CHINA -- What's a child with cerebral palsy worth? From a Communist standpoint, he's merely a drain on resources. But from a Christian perspective, it's hard to find a clearer opportunity to follow Christ's teaching that whatever we do for the least among us we do for Him.
One 37-year-old I met here, Yang Hui (I've changed her name to keep officials off her case), spoke of how during her 20s she "did a lot of wrong things, had wrong relationships." When she was 29, she attended a friend's wedding and thought it was ridiculous when the bride and her new husband said, "God brought us together." Still, when the husband gave her a tape of a Chinese evangelist, she listened to it while driving to work.
Yang kneaded her hands and seemed to focus on her crossed ankles as she haltingly went on: "That preacher spoke to my heart, because I knew my life was a mess. My friends kept calling me, inviting me to their Bible study. The more I was with them, the more I felt I was so dirty. Christians were so different from the friends I had." She expressed her faith in Christ.
In 2001, when the company she worked for laid her off, she traveled to northwest China and, on her way home, stayed at a hotel by the railroad station. A hotel clerk mentioned to her that several orphans were in a room upstairs. She looked for them and found behind a locked door four barely-clothed children -- one a tiny baby, the others 1, 3 and 6 years old -- crying in a cold, moist, dark room featuring a floor streaked with feces.

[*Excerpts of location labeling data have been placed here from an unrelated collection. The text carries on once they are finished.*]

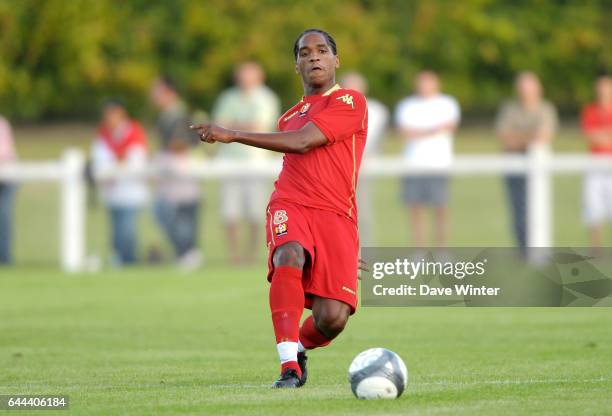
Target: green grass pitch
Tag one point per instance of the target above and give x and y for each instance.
(146, 341)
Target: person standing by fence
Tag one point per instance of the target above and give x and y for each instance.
(427, 121)
(597, 189)
(529, 120)
(7, 193)
(121, 145)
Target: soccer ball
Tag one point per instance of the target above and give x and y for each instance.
(378, 373)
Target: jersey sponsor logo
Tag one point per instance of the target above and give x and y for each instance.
(348, 289)
(280, 216)
(290, 116)
(304, 109)
(347, 99)
(280, 230)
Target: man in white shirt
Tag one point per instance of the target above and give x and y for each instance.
(250, 105)
(378, 118)
(121, 143)
(427, 122)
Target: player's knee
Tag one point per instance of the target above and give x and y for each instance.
(289, 254)
(332, 324)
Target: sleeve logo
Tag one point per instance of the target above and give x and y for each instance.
(280, 216)
(347, 99)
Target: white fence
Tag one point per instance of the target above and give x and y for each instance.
(539, 166)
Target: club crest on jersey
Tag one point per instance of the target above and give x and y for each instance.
(304, 109)
(347, 99)
(280, 230)
(280, 216)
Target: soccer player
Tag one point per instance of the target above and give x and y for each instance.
(311, 218)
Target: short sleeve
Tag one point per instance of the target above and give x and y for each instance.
(403, 116)
(588, 120)
(345, 115)
(454, 111)
(550, 119)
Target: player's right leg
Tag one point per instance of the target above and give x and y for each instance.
(286, 305)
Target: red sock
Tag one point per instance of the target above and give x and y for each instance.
(287, 305)
(310, 336)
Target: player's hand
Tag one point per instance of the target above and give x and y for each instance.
(212, 133)
(362, 266)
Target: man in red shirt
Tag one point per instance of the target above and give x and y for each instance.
(311, 218)
(597, 127)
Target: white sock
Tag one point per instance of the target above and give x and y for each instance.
(287, 351)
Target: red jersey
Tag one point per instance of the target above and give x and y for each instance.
(325, 177)
(594, 118)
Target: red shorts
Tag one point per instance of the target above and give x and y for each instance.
(331, 241)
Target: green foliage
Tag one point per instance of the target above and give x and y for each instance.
(60, 58)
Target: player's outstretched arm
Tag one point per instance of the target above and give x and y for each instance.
(295, 141)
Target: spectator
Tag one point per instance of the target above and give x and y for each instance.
(427, 122)
(527, 121)
(378, 117)
(121, 145)
(7, 193)
(249, 105)
(177, 200)
(597, 127)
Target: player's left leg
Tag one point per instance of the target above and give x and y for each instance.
(328, 319)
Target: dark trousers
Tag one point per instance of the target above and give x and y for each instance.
(179, 221)
(7, 197)
(516, 186)
(124, 221)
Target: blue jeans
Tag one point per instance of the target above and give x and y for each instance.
(124, 221)
(7, 197)
(517, 194)
(179, 223)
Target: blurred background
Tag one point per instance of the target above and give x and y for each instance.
(66, 66)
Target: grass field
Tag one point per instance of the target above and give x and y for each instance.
(150, 341)
(155, 341)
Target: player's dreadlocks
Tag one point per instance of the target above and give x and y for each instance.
(328, 38)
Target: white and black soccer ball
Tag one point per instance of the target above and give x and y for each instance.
(378, 373)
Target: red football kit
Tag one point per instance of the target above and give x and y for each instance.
(314, 198)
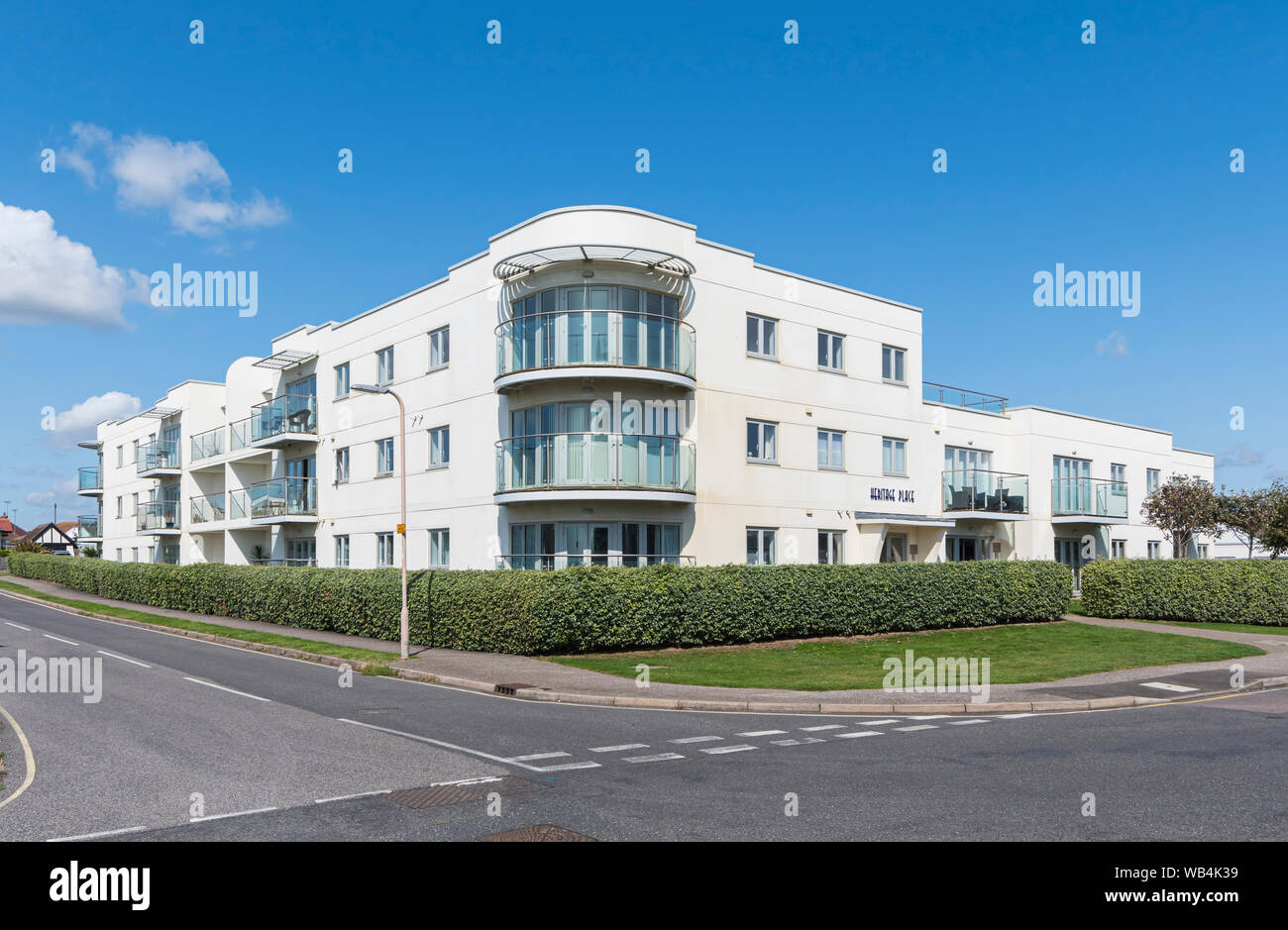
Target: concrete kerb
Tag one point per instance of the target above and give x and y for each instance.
(666, 703)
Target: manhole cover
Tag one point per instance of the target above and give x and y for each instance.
(540, 832)
(442, 795)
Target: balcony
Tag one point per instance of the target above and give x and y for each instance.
(1089, 500)
(159, 518)
(89, 528)
(90, 482)
(595, 344)
(960, 397)
(283, 500)
(158, 459)
(291, 418)
(974, 493)
(595, 466)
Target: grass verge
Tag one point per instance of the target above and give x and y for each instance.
(313, 646)
(1039, 652)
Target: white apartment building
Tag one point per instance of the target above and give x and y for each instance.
(603, 386)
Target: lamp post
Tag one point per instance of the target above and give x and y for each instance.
(403, 620)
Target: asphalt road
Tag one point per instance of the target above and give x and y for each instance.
(196, 741)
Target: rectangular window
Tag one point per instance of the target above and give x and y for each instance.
(439, 447)
(761, 549)
(893, 364)
(439, 348)
(385, 366)
(384, 550)
(894, 457)
(761, 337)
(831, 547)
(831, 450)
(439, 549)
(831, 351)
(761, 441)
(384, 457)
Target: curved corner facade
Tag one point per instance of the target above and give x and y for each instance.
(603, 386)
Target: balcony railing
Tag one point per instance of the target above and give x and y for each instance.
(283, 497)
(596, 460)
(282, 415)
(588, 338)
(207, 445)
(159, 515)
(1000, 492)
(209, 509)
(1089, 497)
(161, 454)
(960, 397)
(554, 561)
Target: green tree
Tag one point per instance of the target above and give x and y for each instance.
(1184, 508)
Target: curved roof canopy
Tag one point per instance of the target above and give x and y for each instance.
(533, 260)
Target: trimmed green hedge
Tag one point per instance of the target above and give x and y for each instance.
(1234, 591)
(589, 608)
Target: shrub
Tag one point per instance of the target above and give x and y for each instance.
(1243, 591)
(589, 608)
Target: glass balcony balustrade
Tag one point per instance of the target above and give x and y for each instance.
(975, 489)
(596, 460)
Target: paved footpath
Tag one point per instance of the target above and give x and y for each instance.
(542, 680)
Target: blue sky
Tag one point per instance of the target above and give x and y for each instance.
(815, 156)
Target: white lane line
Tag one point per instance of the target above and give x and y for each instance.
(231, 690)
(94, 836)
(224, 817)
(349, 797)
(101, 652)
(618, 749)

Yang learned that the babies were stashed there until a government orphanage had room. The next morning, instead of taking the train home, she told the hotel clerk that she wanted to clean up the room and the children. The baby had died during the night, but she worked on the other three, all of whom had cerebral palsy. When she was finished they looked "angelic."
Yang stayed at the hotel for one month, until the government finally took the children. She returned home but "couldn't forget those children." She volunteered at a government orphanage, yet she wanted to help particularly the children with cerebral palsy whom Chinese experts said had "no social value." A Chinese woman who also wanted to aid disabled children eventually offered her life's savings, $30,000, to buy an apartment that could become a refuge for them.

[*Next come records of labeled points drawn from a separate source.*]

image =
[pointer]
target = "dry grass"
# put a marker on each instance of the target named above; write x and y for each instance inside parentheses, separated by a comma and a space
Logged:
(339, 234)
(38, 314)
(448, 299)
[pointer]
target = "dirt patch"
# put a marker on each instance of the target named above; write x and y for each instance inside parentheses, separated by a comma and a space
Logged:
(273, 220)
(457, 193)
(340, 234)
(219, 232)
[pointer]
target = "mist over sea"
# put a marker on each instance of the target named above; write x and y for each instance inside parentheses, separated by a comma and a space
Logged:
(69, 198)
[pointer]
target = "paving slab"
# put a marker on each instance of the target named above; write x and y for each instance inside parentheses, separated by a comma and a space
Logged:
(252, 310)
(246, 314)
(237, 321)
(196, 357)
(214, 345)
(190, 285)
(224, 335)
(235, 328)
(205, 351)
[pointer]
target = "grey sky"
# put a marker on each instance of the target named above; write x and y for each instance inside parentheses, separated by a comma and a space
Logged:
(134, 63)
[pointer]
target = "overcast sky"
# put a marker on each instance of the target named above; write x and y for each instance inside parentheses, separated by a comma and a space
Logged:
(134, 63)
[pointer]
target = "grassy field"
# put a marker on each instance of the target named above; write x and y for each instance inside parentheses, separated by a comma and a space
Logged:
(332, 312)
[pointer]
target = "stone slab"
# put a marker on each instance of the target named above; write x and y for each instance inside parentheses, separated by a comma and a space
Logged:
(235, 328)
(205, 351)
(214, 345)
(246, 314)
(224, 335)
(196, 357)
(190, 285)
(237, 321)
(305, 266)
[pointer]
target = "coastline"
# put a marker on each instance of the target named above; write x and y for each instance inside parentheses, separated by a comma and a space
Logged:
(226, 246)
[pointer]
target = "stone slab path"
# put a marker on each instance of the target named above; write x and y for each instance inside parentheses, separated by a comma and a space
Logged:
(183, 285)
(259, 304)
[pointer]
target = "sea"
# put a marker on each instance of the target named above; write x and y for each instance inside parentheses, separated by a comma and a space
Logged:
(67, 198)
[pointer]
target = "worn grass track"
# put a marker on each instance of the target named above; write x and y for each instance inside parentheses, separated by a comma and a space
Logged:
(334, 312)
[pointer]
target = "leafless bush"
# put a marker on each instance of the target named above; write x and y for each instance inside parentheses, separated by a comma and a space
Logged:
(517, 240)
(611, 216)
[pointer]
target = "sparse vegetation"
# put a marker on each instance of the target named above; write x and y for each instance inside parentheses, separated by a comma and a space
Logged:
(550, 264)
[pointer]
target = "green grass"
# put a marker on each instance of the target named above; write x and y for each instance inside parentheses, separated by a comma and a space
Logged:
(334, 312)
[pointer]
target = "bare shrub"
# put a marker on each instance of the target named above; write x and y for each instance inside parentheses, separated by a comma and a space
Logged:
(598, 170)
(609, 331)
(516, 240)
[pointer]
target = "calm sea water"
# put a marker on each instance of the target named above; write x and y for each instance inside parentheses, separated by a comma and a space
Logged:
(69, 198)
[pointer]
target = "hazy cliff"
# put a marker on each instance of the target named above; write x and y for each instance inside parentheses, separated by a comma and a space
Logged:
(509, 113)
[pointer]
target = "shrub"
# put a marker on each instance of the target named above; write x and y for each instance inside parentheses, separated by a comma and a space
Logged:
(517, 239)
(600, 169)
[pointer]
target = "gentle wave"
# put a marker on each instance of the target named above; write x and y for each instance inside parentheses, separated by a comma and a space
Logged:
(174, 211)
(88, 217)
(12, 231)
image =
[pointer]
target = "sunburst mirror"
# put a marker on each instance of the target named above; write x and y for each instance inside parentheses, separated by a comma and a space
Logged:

In 2002, the shelter opened, with Yang as its director. Now she runs two foster homes for 31 children aged five months to 10 years, most with cerebral palsy but others with autism and cleft palate. Six full-time workers and seven part-timers staff the homes, supplemented by volunteers on Saturday, the regulars' day off. Pay ranges from $50 to $138 per month.
Some of the children come from government orphanages, and others were left in train stations or abandoned in other public places. Six have been adopted, and Yang hopes that more will be, although arcane rules determine which children can be adopted only by Chinese nationals and which can be adopted by foreigners.
Charitable groups are rare in China, in part because government officials resist admitting that they need help in caring for the poor and oppressed. Chinese Christians, though, would like permission to establish homes for the elderly, hospitals, Christian schools and programs for recent migrants to cities.
Perhaps officialdom will change, but in the meantime, Yang has seen benefits not only for the children she serves but for those who serve. She says she is "experiencing God. The body of Christ seems real to me since I've been here. And some neighbors believe in God because of what they see here."
Marvin Olasky is editor-in-chief of World and a senior fellow of the Acton Institute for the Study of Religion and Liberty.